The connector complement is certainly practical, with one composite and one S-video input, two YPbPr analog component inputs, and a DVI-I jack that serves double duty as a digital interface or component analog input (RGB PC or YPbPr video). If you want to connect analog signals to that DVI-I port, you'll need Sharp's AN-A1DV adapter cable. An RS-232C port for remote control rounds out the connections.

Sharp's remote control is one of my favorites because it has a super-simple button layout, large buttons (and not too many of them), plus direct access to any video input. It has excellent range, too. It also provides direct access to the motorized zoom and focus, image resizing (aspect ratio) adjustments, and five picture-memory presets.
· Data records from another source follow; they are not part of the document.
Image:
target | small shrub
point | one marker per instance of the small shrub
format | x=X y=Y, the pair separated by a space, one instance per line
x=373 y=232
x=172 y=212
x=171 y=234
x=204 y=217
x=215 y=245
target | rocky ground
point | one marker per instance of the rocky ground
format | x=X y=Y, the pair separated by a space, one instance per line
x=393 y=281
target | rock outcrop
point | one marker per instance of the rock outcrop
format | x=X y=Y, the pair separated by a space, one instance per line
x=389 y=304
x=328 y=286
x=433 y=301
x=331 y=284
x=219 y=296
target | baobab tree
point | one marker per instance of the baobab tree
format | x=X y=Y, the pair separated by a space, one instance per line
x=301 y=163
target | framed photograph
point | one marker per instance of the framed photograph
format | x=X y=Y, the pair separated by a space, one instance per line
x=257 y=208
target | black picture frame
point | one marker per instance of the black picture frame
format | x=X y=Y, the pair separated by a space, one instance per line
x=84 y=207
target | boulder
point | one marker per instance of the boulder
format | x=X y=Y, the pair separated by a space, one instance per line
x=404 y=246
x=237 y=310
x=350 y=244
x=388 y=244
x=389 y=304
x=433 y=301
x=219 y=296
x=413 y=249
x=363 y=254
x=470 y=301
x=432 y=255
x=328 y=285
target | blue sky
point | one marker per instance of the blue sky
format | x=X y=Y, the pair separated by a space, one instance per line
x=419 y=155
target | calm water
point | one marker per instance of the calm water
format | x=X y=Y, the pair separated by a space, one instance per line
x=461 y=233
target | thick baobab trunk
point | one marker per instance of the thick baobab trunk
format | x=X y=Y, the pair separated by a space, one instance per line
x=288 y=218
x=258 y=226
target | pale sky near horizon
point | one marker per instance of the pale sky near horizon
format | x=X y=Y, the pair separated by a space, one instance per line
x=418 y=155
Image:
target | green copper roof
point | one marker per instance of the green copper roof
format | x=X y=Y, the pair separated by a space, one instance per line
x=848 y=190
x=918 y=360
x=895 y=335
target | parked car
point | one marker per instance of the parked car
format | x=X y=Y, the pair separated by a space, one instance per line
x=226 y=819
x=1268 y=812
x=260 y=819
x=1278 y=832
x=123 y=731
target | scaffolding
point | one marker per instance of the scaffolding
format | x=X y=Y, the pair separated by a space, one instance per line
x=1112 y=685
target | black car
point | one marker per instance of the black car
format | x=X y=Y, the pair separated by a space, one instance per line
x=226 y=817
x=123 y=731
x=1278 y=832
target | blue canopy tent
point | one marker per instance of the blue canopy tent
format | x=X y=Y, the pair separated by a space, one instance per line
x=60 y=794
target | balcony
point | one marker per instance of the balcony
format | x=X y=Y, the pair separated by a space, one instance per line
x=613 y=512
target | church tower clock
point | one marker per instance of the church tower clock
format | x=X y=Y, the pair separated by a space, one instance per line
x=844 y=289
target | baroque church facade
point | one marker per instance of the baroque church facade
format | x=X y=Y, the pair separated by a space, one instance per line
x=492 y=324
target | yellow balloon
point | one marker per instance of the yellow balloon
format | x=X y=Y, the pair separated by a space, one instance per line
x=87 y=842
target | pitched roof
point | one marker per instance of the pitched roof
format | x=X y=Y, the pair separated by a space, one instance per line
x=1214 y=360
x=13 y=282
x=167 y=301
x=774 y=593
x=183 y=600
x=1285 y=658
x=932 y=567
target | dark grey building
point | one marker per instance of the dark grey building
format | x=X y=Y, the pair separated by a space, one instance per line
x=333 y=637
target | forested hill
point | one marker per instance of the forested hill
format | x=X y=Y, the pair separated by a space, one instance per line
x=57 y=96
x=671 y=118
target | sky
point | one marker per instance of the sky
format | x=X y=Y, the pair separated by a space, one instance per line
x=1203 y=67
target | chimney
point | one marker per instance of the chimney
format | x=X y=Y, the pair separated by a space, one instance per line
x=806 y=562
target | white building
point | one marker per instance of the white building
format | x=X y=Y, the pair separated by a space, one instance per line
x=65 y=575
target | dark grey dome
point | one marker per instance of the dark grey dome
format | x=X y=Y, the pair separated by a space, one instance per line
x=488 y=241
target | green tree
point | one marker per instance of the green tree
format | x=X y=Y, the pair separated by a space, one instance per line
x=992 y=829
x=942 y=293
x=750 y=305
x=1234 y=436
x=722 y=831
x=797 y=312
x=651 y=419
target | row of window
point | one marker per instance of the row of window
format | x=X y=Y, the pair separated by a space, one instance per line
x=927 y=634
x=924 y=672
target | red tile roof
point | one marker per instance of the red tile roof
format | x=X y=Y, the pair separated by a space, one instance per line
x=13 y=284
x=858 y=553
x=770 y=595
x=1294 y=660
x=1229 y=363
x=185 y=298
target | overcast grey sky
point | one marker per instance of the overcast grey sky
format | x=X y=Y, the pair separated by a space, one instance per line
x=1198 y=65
The zoom lens has a focal length of 1.5:1, and it incorporates a substantial—and fixed—vertical picture offset, such that the bottom of any projected image is above the top plane of the projector (about 50% higher than a normal on-axis image). Sharp clearly intends this projector to be ceiling-mounted, and that much lens shift usually gets you around any keystoning problems that can result from such an installation.

Menus and Adjustments
The menus and controls in this projector are reminiscent of older Sharp business projectors. You'll find the usual image tweaks (contrast, brightness, color saturation, hue, and sharpness; what I like to call the "Big 5") and some extra bells and whistles. Three pre-set gamma curves are included and identified as Cinema 1, 2, and 3. (No, you can't adjust them.)

There are also six different color-temperature presets to choose from, and some of them are head-scratchers. D5500, D6500, and D9300 (PC) make sense, but why would anyone want D7500, D8500, and D10500 white-balance presets in a home theater projector? You can fine-tune the grayscale tracking with any of these presets, but only overall red and blue gain controls are provided; there's no green channel gain control, nor are there separate adjustments for the top and bottom of the brightness range.

There are also several brightness modes. Sharp has incorporated a two-position iris into the XV-Z2000. In High Brightness mode, the iris is wide open. In High Contrast mode, it reduces the light output by about 25%. Two other settings further affect the brightness: Economy mode and Bright Boost. The former affects the lamp's light output, while the latter engages a white segment in the color wheel by activating the DMD as that segment passes by. (If Bright Boost is turned off, the DMD shuts off during the white segment's transit.)